Галахад и Ланселот сидели рядом, и хотя не многие наблюдали за ними посреди грандиозного чревоугодия, но все же те, кто наблюдал, видели, что эти двое едят мало, но увлеченно беседуют. При этом говорит почти все время один Галахад, Ланселот же его слушает.
Довольно необычное зрелище представляли собой эти два мужа: ведь всего несколькими часами раньше они обрушивались один на другого неотвратимо, как две валящиеся сосны, и взаправду едва не погубили друг друга, а теперь!.. Теперь они сидели плечом к плечу, оба серьезные, но совсем не гневные, Ланселот иногда что-то спрашивал, Галахад говорил, говорил в ответ, а Гиневра все это видела! Ибо, кроме Артура, по-настоящему только она наблюдала за двумя рыцарями.
Ланселот, уперев подбородок в руку, что-то сказал Галахаду, тот же ответил весьма сердитой и быстрою речью — боже правый, Галахад и быстрые речи! — потом они выпили, но друг с другом не чокнулись.
Галахад объяснял что-то, и на лице его написано было поистине отчаяние, но вдруг у Ланселота покраснел лоб, он закричал на Галахада — слов нельзя было разобрать из-за музыки, — и Галахад умолк, откинулся на спинку стула. Потом взялся за чашу, а левой рукой сделал знак музыкантам. Проиграли «внимание!». Встал рыцарь Галахад Безупречный, бросил взгляд на Ланселота.
— Я сказал сейчас вот этому подле меня сидящему рыцарю, тому, кто победил нас всех… — Галахад обвел взглядом пирующих, — я сказал ему: если он уйдет от нас, путь его будет тяжек. Пью эту чашу за Непобедимого Ланселота!
До небес взвились тут приветственные клики и ликующие звуки фанфар. И лить рассевшись вновь по местам, увидели пирующие, что рыцарь Ланселот с кубком в руке продолжает стоять.
По обычаю вновь посвященный рыцарь провозглашал здравицу в честь рыцаря, его посвятившего, или в честь сеньора, доброго друга, дамы сердца и мало ли в чью еще честь. Но тут случилось не так.

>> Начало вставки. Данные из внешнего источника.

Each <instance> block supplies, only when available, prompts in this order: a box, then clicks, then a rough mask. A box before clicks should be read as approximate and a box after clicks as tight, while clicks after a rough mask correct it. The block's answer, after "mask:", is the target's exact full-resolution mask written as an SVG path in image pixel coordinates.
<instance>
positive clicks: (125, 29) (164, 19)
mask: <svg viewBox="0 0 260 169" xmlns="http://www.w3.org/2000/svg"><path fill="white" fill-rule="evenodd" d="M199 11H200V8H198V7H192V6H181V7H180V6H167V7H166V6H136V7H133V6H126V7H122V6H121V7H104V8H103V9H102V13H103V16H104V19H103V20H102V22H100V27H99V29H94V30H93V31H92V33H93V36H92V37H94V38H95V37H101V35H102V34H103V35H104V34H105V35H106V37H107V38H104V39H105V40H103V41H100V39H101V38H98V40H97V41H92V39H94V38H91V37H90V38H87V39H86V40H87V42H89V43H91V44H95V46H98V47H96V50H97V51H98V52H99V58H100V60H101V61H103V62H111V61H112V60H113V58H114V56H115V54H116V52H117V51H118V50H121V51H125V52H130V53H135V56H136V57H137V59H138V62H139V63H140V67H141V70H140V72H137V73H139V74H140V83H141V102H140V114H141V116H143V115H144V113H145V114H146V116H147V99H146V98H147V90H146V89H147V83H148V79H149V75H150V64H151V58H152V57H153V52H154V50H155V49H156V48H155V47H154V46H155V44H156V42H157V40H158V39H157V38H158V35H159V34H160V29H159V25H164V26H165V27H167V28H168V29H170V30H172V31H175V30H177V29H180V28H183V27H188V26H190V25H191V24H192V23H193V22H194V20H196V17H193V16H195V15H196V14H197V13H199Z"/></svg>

Выждал Ланселот, пока затих и последний шепот, и тогда чуть приподнявши кубок свой, не заносчиво и не радостно, а, скорей, даже скорбно, всех, одного за одним оглядев и, быть может, себя соизмеря, произнес:
— Эту чашу — за Мерлина!
Лицо Артура побагровело, Галахад опустил голову и молчал. Никто не промолвил ни слова. Ланселот осушил свой кубок и взглянул на фанфарщиков. Те покосились на короля — они были стреляные воробьи, — однако на сей раз не получили от Артура никаких указаний.
— Вы что там, оглохли?! — взревел Ланселот и гневно толкнул от себя тяжелый стол. — Я пил за Мерлина!
Только тогда, хоть и не слишком стройно, протрубили, изображая радость, фанфары.
Я прошу лишь малую кроху внимания и тотчас вновь передам слово самим событиям. Приметил я на собственном опыте — хотя оно, конечно, неправильно, да так бывает! — что стоит заговорить о чем-то человеку, который всерьез думает то, что говорит, и сперва воцаряется тишина, потом же разворачивается борьба — все только и метят, как бы его обротать. И вот еще о чем стоит поразмыслить: дурные-то люди — за редким исключением — глупы. Они только и умеют твердить одно и то же, «с толком» выучив все наизусть, перебирают обиды, их воспевают и о них рыдают и ни разу даже не подумают о том, что и они, пожалуй, могли бы стать поборниками справедливости, и на их долю могла бы достаться великая роль — они тоже могли бы помогать людям! Но это и вправду даже не приходит им в голову, ибо они все помешаны на собственных бедах, на том, как бы исхитриться и достичь своих маленьких, меленьких целей, и справедливость столь же им безразлична, сколько мне сейчас, в эту минуту — но только сейчас, только в эту минуту! — Дракон.